Now don’t get me wrong. I love my own life. I love it like crazy. I mean, I get to do the very thing that I dreamt about doing every day for six years while I sat in my tiny accountant cubicle muttering about depreciation and slowly going mad. I would not trade staying home with my daughter for anything in the world. There are some evenings though, when my husband comes traipsing in the door fresh from the train and wafting a whisper of city hustle and bustle behind him, that I close my eyes and breathe it in and get a little nostalgic.
Though exactly what things I sometimes miss about the days of yore is not what you would expect. They would certainly surprise five-years-ago me. I’m completely fine, for example, with my new early bedtime. In fact, I’m enamored of it. And I relish going to the park instead of the bar at 5 o’clock. A gummy squeal from a swinging baby beats a gin and tonic any day. But oh man, what I would not give for a good long construction-riddled commute and a bag of broccoli to eat along the way.
I used to try to avoid most office gossip, but these days?
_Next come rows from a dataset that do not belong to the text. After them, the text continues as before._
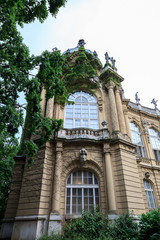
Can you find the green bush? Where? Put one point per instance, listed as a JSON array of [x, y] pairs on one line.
[[124, 228], [149, 225], [91, 225], [51, 237]]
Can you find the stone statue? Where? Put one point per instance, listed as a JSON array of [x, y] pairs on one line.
[[113, 61], [55, 49], [95, 54], [122, 90], [155, 103], [81, 43], [107, 57], [83, 156], [137, 99]]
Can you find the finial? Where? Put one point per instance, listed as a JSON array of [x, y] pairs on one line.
[[81, 43], [113, 62], [104, 124], [137, 99], [155, 103], [107, 57], [95, 54]]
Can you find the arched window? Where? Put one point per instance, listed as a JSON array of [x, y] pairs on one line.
[[82, 192], [83, 113], [155, 142], [149, 195], [137, 140]]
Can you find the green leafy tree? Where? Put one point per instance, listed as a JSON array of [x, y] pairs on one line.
[[92, 225], [125, 227], [149, 225], [16, 66]]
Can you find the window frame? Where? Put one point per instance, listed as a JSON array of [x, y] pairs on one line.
[[95, 196], [140, 148], [155, 140], [150, 196], [90, 108]]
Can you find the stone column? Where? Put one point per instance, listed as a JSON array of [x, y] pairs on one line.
[[114, 117], [127, 123], [43, 101], [50, 106], [109, 179], [55, 218], [120, 111]]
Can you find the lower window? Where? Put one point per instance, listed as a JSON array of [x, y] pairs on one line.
[[149, 195], [82, 192]]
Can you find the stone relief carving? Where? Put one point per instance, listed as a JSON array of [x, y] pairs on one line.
[[83, 156]]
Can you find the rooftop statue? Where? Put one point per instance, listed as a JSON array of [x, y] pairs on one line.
[[107, 57], [155, 103], [113, 61], [137, 99], [55, 49], [95, 54]]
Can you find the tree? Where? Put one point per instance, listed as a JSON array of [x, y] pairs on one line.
[[149, 225], [16, 65]]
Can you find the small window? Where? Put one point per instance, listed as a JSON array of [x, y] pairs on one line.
[[83, 113], [155, 142], [137, 140], [149, 195], [82, 192]]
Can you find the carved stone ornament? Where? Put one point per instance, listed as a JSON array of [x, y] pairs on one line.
[[147, 174], [83, 156]]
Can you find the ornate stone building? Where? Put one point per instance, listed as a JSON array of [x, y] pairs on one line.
[[107, 154]]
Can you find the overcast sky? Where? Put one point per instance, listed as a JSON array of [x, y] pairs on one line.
[[129, 30]]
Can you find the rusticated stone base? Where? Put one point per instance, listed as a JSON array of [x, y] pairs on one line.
[[29, 227], [54, 225]]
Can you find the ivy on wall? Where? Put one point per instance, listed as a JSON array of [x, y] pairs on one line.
[[79, 73]]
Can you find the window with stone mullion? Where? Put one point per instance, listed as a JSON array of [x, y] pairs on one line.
[[149, 195], [155, 142], [84, 113], [137, 140], [82, 192]]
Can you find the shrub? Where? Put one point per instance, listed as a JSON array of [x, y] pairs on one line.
[[51, 237], [125, 227], [91, 225], [149, 225]]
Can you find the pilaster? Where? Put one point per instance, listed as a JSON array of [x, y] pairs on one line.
[[55, 218], [113, 109], [50, 108], [43, 101], [120, 111], [109, 179]]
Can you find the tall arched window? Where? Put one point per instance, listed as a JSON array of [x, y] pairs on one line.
[[149, 194], [83, 113], [137, 140], [155, 142], [82, 192]]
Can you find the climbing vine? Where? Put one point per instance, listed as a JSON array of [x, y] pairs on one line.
[[80, 70]]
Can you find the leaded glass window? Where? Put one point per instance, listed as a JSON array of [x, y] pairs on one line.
[[137, 140], [83, 113], [149, 195], [82, 192], [155, 142]]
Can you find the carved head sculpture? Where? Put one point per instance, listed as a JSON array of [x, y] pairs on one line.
[[83, 155], [147, 174]]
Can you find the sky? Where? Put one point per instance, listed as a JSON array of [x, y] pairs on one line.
[[129, 30]]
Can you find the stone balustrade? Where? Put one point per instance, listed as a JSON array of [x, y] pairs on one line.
[[83, 133]]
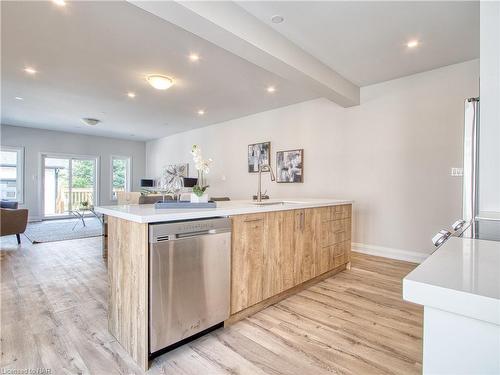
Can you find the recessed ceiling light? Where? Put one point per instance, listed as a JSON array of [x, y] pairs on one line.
[[412, 44], [30, 70], [277, 19], [160, 82], [90, 121]]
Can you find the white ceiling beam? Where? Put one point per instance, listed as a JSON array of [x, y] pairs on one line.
[[232, 28]]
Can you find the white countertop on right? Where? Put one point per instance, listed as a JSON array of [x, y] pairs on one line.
[[462, 277]]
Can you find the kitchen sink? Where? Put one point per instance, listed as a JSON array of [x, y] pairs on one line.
[[274, 203]]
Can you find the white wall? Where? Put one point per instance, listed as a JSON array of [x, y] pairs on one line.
[[489, 157], [392, 154], [36, 141]]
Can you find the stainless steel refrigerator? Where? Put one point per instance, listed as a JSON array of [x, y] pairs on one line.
[[472, 224], [480, 227]]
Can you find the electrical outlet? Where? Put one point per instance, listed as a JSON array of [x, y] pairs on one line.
[[457, 172]]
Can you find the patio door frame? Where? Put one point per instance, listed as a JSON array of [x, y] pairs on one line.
[[41, 193]]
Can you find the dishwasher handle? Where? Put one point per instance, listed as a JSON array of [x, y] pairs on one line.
[[182, 236]]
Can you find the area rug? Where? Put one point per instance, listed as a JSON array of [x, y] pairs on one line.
[[60, 230]]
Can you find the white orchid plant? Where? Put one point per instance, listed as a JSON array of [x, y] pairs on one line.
[[203, 167]]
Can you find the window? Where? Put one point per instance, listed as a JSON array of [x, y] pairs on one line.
[[120, 178], [12, 173]]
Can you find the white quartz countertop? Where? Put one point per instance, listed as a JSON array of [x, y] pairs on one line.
[[147, 213], [461, 277]]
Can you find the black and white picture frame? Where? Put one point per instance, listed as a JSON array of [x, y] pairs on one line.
[[290, 166], [258, 154]]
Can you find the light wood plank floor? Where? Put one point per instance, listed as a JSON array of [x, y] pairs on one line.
[[53, 315]]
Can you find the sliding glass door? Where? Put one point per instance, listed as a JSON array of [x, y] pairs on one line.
[[69, 183]]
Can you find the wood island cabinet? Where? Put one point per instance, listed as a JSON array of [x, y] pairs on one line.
[[274, 252]]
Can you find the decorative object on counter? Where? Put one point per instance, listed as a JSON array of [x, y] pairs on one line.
[[184, 204], [290, 166], [172, 178], [258, 154], [147, 183], [199, 194]]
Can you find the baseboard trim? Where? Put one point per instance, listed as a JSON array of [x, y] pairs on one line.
[[388, 252]]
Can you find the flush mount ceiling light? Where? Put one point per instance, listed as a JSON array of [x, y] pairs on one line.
[[277, 19], [90, 121], [30, 70], [160, 82], [412, 43]]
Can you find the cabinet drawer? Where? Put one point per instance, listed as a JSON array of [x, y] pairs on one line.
[[336, 212]]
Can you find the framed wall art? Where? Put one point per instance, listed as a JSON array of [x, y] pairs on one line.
[[258, 154], [290, 166]]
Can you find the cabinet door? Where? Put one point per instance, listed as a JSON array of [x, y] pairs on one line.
[[248, 243], [279, 253], [335, 238], [306, 235]]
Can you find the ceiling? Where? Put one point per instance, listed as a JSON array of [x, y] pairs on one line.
[[365, 42], [90, 54]]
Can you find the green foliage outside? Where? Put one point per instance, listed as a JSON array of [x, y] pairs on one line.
[[83, 173], [119, 173]]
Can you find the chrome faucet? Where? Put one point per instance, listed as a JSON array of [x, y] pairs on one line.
[[263, 168]]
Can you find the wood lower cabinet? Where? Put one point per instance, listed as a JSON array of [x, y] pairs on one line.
[[276, 251], [247, 262]]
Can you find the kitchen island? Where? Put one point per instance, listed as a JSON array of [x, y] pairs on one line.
[[277, 248], [459, 287]]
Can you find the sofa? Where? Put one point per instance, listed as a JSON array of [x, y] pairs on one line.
[[13, 220]]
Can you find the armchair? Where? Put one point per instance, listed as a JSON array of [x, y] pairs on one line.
[[13, 221]]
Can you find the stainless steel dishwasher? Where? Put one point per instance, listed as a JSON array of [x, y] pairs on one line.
[[189, 279]]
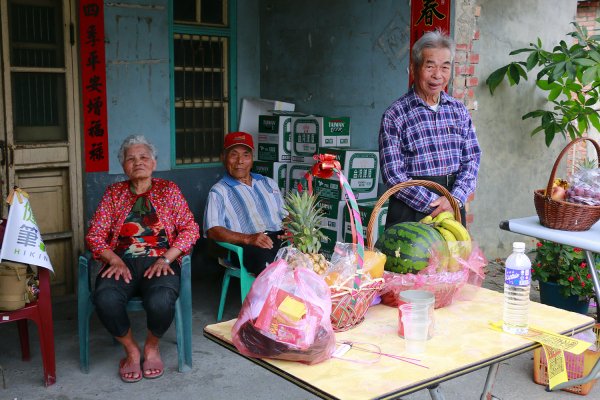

I could really use someone to talk to about the new season of "Bachelor in Paradise."
I guess I should explain. So here is an incomplete list of the things for which I sometimes pine.
1. A commute. My husband spends one hour twice a day on a train that chugs along through never-ending track construction and tunnels with absolutely zero internet service. That lucky duck. I can not even imagine having two whole hours a day where I am forced to do nothing but take my pen to the daily crossword puzzle or contemplate serious things like current events and politics. (Stop looking over my shoulder and guffawing RYAN, I know politics.)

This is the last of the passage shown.